Spain has been thrown a double lifeline as the country strives to avoid becoming the fourth member of the eurozone to seek a state bailout. (£23.7bn) lifeline towards Spain's troubled banks.
Hours after eurozone finance ministers agreed to an initial 30bn euro (£23.7bn) rescue package towards Spain's troubled banks, a wider meeting of EU ministers backed cutting the country's deficit reduction target in return for more cost-saving measures.
The moves seem to have been enough to ease immediate pressure on Spain's borrowing costs.
The country's 10-year bond yield - the rate of interest it pays to borrow money - slipped back to 6.7% late on Tuesday from the 7% danger zone.
After nine hours of talks in Brussels on Monday it was confirmed 30bn euro of the 100bn already agreed in principle would be made available to Madrid to distribute to banks by the end of the month.
The finance ministers would return to Brussels, eurogroup chief Jean-Claude Juncker said, on July 20 to finalise the agreement, having first obtained the approval of their governments or parliaments.
Finance ministers from all 27 European Union countries eased pressure on Spain further by approving the one-year extension, until 2014, of the country's deadline for achieving a budget deficit of 3%.

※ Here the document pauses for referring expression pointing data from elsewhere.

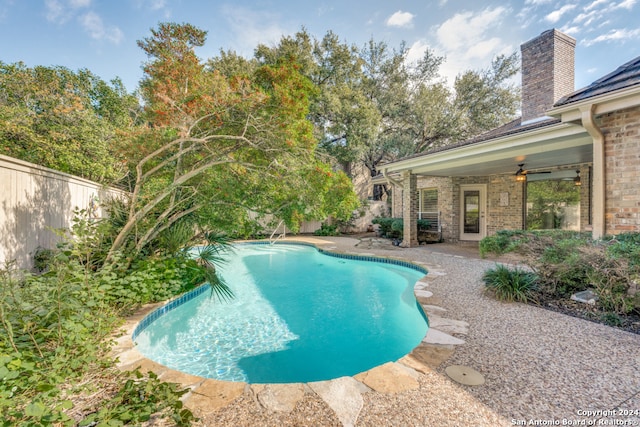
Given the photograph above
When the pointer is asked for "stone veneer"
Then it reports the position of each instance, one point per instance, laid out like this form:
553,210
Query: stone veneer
498,217
621,130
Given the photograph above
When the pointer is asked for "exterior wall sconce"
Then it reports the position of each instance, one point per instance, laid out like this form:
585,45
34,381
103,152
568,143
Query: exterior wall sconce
521,176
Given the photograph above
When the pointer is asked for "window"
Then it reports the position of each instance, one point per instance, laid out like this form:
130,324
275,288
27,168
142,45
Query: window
429,207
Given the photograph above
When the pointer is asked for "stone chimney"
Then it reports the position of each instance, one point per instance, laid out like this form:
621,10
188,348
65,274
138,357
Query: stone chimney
548,69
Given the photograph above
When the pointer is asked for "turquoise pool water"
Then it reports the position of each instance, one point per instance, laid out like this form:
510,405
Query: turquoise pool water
298,315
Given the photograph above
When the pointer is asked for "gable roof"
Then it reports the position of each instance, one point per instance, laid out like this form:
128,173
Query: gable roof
625,76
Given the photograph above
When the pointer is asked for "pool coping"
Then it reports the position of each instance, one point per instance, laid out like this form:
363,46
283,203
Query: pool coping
207,395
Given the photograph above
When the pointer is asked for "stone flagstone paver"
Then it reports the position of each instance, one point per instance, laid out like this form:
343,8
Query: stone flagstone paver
343,395
279,397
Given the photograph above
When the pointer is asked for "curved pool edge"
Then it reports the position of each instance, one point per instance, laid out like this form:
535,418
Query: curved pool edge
208,394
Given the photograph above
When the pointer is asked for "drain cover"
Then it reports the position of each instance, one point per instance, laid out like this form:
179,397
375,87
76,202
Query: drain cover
464,375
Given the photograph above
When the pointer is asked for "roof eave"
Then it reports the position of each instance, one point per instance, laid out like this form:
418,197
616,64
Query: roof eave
605,103
482,148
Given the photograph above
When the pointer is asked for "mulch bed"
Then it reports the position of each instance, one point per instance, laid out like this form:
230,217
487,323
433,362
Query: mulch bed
629,323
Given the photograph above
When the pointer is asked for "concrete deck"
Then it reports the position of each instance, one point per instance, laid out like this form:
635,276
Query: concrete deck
538,365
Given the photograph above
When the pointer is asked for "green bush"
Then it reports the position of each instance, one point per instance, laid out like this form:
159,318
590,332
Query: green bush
55,329
327,230
511,284
567,262
625,245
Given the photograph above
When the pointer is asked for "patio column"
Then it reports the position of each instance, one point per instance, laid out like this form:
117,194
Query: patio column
410,210
599,173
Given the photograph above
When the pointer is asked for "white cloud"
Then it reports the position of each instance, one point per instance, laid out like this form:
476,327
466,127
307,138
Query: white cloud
626,4
78,4
400,19
557,14
571,30
614,35
59,11
473,48
251,27
595,4
94,26
585,19
55,11
475,26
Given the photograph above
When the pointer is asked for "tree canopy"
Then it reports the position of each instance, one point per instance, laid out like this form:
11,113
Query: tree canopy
224,145
68,121
374,105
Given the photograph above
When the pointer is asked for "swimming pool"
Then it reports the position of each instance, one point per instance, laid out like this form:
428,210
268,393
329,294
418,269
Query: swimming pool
298,315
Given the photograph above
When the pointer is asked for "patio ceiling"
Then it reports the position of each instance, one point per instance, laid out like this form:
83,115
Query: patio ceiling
561,144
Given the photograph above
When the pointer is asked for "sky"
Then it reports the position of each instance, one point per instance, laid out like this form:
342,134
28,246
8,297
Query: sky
101,35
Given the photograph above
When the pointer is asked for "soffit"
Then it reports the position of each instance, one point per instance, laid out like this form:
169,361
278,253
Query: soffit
543,148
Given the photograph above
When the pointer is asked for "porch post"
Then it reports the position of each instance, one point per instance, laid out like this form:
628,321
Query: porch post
410,210
599,173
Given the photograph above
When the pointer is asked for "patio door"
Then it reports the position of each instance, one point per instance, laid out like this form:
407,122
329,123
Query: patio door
473,201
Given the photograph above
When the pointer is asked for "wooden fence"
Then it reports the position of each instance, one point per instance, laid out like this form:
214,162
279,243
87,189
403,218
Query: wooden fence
33,201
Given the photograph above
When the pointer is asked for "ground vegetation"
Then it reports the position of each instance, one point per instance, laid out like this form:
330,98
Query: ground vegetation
564,263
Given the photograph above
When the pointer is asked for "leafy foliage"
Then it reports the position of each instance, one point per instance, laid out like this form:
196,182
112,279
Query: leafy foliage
393,227
56,328
69,121
327,230
511,284
223,146
567,262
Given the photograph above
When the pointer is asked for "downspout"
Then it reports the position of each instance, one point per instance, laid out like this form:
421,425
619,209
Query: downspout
391,182
598,180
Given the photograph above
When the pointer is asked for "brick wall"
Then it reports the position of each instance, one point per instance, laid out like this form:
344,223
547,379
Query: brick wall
547,72
621,131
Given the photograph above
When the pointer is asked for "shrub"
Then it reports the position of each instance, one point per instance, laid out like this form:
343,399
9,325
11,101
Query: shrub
327,230
510,284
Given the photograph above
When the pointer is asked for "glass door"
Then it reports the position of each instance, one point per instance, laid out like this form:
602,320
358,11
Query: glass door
472,212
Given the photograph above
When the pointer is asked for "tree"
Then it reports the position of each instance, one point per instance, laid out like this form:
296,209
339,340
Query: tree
487,99
65,120
222,145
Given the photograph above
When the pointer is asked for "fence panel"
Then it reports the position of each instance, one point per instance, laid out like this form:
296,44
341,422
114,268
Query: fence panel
34,200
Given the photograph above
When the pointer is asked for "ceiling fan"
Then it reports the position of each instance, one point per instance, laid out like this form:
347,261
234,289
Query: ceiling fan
521,174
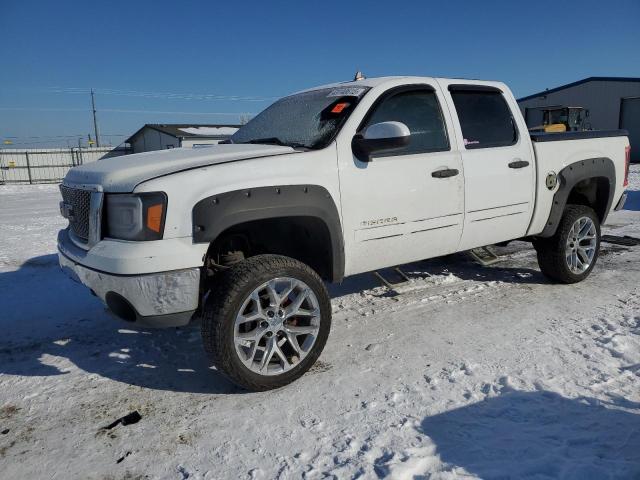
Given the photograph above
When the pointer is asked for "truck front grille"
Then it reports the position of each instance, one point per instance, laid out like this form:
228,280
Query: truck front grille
78,204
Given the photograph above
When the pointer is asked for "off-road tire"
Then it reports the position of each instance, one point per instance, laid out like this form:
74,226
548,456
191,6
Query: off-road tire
229,290
551,251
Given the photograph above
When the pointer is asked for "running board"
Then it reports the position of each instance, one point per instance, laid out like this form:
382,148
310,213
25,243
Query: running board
484,256
627,241
391,285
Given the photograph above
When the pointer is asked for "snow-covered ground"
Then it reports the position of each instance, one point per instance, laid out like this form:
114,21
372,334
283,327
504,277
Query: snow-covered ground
471,372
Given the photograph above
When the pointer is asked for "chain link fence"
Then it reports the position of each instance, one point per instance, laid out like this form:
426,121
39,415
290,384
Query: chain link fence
48,165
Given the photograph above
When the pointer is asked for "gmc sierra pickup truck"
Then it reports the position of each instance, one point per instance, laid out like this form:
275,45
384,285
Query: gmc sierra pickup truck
325,183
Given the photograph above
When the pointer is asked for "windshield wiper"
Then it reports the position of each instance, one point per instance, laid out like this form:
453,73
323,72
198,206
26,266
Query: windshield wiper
276,141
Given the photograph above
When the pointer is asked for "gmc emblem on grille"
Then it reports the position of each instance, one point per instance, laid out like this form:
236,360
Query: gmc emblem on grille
66,210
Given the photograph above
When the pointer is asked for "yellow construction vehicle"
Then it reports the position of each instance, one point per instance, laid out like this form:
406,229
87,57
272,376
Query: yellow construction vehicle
563,119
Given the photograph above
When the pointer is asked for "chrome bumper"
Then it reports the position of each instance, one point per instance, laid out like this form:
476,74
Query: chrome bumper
165,299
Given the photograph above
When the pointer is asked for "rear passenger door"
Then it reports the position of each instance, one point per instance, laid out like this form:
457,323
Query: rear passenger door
498,164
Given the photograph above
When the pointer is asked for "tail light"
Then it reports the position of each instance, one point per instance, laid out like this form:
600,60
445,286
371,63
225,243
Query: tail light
627,161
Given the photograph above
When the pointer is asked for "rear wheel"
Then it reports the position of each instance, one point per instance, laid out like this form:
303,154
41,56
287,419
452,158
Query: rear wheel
571,253
266,321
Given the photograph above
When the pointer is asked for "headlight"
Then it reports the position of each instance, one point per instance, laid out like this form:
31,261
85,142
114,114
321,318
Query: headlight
138,216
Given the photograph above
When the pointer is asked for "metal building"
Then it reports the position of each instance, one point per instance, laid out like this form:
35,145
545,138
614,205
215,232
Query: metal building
613,102
163,136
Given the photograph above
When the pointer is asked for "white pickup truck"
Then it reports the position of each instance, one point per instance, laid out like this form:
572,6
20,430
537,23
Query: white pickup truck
325,183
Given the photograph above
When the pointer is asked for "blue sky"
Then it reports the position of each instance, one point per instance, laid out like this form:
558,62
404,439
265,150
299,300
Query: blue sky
139,54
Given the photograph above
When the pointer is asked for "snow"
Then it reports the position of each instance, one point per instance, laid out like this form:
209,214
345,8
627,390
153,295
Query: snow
470,372
210,131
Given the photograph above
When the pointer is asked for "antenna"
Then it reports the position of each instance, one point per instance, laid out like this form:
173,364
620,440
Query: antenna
95,120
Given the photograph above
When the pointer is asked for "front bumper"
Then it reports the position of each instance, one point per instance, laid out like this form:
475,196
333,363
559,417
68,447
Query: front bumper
164,299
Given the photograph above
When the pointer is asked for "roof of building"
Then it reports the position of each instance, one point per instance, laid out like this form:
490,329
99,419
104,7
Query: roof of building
580,82
197,130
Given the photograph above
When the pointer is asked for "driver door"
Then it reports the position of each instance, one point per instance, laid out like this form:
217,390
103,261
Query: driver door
399,207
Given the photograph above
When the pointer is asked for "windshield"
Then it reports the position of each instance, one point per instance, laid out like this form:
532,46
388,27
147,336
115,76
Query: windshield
309,119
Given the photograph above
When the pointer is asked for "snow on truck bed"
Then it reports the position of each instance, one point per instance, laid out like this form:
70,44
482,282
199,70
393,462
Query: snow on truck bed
471,372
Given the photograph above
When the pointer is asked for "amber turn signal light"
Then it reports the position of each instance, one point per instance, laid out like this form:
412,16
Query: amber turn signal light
154,217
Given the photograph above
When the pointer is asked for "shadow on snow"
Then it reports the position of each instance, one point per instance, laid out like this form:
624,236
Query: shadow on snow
52,316
539,435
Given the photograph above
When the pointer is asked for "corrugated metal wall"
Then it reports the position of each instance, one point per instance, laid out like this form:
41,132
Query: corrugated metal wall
602,98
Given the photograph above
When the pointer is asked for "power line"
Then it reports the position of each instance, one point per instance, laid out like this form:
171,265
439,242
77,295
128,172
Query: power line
165,95
64,136
117,110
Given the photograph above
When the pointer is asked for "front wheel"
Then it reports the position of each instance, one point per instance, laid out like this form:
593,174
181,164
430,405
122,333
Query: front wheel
571,253
265,321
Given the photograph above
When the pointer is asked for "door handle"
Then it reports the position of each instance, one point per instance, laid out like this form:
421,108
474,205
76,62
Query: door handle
519,164
444,173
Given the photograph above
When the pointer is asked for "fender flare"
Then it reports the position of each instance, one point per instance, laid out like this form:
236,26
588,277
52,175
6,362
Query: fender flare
213,215
569,177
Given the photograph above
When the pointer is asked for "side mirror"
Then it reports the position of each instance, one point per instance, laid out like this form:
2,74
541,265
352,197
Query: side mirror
380,137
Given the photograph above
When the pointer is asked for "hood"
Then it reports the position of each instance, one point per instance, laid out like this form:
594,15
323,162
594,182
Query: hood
124,173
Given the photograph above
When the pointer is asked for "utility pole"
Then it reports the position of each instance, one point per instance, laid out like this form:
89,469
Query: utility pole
95,120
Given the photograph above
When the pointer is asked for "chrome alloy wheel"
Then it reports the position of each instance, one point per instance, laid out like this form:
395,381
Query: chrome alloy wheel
277,326
581,245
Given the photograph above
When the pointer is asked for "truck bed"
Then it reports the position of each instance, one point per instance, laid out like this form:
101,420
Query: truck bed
560,136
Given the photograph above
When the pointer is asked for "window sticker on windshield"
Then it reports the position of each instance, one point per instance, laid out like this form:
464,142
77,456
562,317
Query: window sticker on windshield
347,92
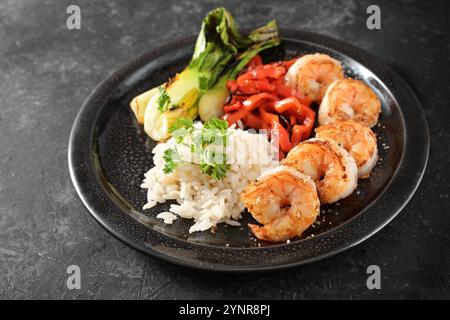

On the rescue deal for banks, Mr Juncker said: "There will be specific conditions for specific banks, and the supervision of the financial sector overall will be strengthened.
"We are convinced that this conditionality will succeed in addressing the remaining weakness in the Spanish banking sector," he claimed while also confirming it would include a cap on executive salaries at the banks which receive bailout funds and a ban on bonuses.
The bailout total will likely not be known until September when individual examinations of different Spanish banks have been completed but the expectation in Brussels was that Spain would need the full 100bn euros.